Santa Fe Institute, New Mexico 87501, USA.
Chaos. 2011 Sep;21(3):037108. doi: 10.1063/1.3643063.
We review an empirically grounded approach to studying the emergence of collective properties from individual interactions in social dynamics. When individual decision-making rules, strategies, can be extracted from the time-series data, these can be used to construct adaptive social circuits. Social circuits provide a compact description of collective effects by mapping rules at the individual level to statistical properties of aggregates. This defines a simple form of social computation. We consider the properties that complexity measures would need to have to best capture regularities at different level of analysis, from individual rules to circuits to population statistics. One obvious benefit of using the properties and structure of biological and social systems to guide the development of complexity measures is that it is more likely to produce measures that can be applied to data. Principled but pragmatic measures would allow for a rigorous investigation of the relationship between adaptive features at the micro, meso, and macro scales, a long standing goal of evolutionary theory. A second benefit is that empirically grounded complexity measures would facilitate quantitative comparisons of strategies, circuits, and aggregate properties across social systems.

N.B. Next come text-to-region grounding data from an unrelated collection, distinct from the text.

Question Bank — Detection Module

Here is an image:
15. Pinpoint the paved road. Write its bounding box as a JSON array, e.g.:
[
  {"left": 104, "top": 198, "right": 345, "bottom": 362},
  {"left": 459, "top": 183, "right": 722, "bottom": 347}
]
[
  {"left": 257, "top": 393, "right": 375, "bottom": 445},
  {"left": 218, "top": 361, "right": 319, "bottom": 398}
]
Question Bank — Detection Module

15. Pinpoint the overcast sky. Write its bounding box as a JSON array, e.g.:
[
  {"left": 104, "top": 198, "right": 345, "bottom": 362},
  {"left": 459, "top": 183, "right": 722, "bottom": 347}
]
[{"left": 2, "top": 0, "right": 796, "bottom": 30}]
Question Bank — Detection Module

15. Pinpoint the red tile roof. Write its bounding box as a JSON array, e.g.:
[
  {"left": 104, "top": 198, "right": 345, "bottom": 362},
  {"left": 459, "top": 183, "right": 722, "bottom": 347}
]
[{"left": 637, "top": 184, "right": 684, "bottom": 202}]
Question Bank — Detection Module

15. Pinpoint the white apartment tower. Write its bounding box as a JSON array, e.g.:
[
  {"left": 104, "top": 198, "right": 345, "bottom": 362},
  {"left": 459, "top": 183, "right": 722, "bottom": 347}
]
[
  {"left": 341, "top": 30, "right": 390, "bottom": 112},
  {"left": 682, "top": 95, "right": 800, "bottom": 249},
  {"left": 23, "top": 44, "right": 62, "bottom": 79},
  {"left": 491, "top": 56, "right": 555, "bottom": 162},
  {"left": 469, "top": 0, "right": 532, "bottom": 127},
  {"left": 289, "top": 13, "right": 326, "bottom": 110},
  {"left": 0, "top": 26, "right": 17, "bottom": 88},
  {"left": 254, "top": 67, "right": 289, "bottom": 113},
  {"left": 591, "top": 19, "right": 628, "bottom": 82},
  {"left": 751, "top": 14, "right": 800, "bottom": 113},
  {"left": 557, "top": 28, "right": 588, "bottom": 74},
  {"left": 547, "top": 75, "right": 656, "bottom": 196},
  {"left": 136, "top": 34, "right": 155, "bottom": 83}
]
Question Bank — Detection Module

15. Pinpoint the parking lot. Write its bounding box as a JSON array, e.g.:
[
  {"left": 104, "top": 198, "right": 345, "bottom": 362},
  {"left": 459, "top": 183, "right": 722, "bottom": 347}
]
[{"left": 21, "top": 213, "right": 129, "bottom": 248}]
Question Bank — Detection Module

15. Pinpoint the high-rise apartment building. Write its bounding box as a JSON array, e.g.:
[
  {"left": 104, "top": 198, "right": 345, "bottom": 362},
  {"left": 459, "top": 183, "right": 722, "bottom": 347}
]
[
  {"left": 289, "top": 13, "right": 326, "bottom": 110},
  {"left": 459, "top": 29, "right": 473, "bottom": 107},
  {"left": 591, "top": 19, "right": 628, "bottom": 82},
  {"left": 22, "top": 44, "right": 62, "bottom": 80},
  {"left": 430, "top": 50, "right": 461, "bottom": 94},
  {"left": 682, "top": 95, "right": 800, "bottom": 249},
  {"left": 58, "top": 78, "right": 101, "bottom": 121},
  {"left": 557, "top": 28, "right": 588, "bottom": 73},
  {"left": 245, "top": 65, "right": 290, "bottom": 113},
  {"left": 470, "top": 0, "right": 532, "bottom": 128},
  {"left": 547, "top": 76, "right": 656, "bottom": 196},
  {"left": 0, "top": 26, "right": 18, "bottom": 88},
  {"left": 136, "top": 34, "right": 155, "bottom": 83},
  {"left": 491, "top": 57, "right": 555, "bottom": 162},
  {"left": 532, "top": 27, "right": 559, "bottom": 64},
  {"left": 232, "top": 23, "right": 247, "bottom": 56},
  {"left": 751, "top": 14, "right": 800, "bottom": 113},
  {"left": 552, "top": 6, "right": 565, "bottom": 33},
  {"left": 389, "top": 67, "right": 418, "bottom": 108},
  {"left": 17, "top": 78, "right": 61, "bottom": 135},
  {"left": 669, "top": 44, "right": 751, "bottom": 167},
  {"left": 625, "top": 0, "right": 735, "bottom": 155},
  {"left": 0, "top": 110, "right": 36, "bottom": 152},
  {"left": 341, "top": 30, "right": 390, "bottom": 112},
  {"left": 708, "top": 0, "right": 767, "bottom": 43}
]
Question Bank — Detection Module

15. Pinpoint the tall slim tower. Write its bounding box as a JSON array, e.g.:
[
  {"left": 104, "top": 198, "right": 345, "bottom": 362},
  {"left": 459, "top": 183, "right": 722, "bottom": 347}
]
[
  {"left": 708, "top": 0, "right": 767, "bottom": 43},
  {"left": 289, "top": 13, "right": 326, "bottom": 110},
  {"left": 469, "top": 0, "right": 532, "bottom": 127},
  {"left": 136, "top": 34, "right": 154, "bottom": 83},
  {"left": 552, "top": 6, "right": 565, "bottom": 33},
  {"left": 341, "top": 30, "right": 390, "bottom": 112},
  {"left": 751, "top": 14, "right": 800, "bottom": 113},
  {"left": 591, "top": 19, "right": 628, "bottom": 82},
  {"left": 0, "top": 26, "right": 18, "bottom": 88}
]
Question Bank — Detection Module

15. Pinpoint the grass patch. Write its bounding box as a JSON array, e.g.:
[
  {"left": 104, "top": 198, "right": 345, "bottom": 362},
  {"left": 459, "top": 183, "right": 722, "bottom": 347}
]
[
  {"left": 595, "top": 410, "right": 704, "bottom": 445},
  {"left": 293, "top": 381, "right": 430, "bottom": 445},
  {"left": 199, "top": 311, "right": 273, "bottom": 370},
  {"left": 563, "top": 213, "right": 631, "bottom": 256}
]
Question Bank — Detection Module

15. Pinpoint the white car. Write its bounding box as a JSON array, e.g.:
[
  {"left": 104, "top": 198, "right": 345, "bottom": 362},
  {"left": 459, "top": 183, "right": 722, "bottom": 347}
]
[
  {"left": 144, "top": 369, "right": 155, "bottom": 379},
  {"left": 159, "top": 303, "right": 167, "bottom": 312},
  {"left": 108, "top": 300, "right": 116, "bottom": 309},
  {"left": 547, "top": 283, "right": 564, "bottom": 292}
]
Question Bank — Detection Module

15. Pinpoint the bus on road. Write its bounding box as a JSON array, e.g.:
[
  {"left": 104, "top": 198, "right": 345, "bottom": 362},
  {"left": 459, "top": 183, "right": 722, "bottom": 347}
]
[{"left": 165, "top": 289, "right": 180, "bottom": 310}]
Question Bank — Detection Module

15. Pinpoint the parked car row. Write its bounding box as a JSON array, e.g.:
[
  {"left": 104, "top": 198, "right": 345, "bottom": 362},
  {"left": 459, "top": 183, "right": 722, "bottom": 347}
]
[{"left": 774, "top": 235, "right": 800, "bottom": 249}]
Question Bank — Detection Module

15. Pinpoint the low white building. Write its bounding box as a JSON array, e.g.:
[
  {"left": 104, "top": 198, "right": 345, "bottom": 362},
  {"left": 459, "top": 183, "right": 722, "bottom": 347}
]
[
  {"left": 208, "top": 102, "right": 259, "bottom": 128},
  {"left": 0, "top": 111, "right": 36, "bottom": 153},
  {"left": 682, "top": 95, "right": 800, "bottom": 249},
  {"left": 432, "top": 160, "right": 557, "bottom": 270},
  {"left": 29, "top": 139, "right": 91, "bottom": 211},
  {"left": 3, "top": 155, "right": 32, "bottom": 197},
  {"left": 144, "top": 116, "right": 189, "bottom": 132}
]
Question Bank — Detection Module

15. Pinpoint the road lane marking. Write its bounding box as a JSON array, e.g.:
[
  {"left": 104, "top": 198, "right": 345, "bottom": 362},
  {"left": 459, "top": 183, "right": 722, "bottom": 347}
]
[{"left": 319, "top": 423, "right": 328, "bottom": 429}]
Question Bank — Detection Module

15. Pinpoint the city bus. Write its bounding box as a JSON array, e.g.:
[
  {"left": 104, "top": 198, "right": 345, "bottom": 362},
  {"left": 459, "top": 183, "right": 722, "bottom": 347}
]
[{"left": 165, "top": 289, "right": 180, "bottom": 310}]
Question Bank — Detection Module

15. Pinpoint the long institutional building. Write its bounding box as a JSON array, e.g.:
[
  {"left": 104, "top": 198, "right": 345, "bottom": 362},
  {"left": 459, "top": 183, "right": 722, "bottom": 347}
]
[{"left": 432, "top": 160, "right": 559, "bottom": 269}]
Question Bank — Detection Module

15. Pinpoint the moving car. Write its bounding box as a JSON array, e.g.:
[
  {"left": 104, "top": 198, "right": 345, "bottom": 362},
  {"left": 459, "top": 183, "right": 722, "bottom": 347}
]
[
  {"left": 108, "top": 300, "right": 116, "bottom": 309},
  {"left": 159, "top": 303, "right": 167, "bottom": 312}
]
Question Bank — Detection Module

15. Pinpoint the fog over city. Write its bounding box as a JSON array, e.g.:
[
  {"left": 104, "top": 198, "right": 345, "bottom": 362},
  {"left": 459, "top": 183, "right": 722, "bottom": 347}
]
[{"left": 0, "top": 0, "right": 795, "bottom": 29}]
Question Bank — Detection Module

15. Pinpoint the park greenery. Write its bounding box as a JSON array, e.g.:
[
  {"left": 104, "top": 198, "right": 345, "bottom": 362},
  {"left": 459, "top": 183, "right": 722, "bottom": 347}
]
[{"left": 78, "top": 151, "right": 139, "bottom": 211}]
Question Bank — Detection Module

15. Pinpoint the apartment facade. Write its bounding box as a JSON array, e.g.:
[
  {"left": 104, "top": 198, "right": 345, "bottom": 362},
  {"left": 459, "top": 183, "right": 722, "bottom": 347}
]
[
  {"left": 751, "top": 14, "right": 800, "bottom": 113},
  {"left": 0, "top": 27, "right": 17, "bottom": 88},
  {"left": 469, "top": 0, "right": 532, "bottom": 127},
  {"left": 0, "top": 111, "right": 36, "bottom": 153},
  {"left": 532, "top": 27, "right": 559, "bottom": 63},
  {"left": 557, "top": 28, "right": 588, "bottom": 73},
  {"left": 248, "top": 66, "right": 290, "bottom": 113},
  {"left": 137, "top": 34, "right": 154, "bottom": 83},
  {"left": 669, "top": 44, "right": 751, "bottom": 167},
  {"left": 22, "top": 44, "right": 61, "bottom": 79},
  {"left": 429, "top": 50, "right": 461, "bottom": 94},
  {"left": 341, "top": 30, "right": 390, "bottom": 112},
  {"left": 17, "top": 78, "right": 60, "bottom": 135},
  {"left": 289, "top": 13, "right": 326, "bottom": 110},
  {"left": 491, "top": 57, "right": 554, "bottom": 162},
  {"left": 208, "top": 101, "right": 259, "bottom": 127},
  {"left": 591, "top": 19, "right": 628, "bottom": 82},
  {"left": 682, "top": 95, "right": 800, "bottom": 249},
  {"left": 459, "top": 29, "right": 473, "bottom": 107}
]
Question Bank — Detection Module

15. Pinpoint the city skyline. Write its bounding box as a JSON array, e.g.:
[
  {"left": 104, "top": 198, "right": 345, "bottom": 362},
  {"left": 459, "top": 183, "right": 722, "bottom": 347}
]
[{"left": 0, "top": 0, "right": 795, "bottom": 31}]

我们回顾了一种从社会动力学中个体相互作用中研究集体属性出现的经验基础方法。当个体决策规则和策略可以从时间序列数据中提取出来时,可以将其用于构建自适应社会电路。社会电路通过将个体水平的规则映射到聚集的统计特性上来提供对集体效应的紧凑描述。这定义了一种简单形式的社会计算。我们考虑了复杂性度量需要具有的特性,以便在不同的分析层次(从个体规则到电路再到群体统计)上最好地捕捉规律性。使用生物和社会系统的属性和结构来指导复杂性度量的发展的一个明显好处是,它更有可能产生可以应用于数据的度量。有原则但务实的度量将允许在微观、中观和宏观尺度上对适应性特征之间的关系进行严格的研究,这是进化理论的一个长期目标。第二个好处是,基于经验的复杂性度量将有助于在不同的社会系统中对策略、电路和聚合属性进行定量比较。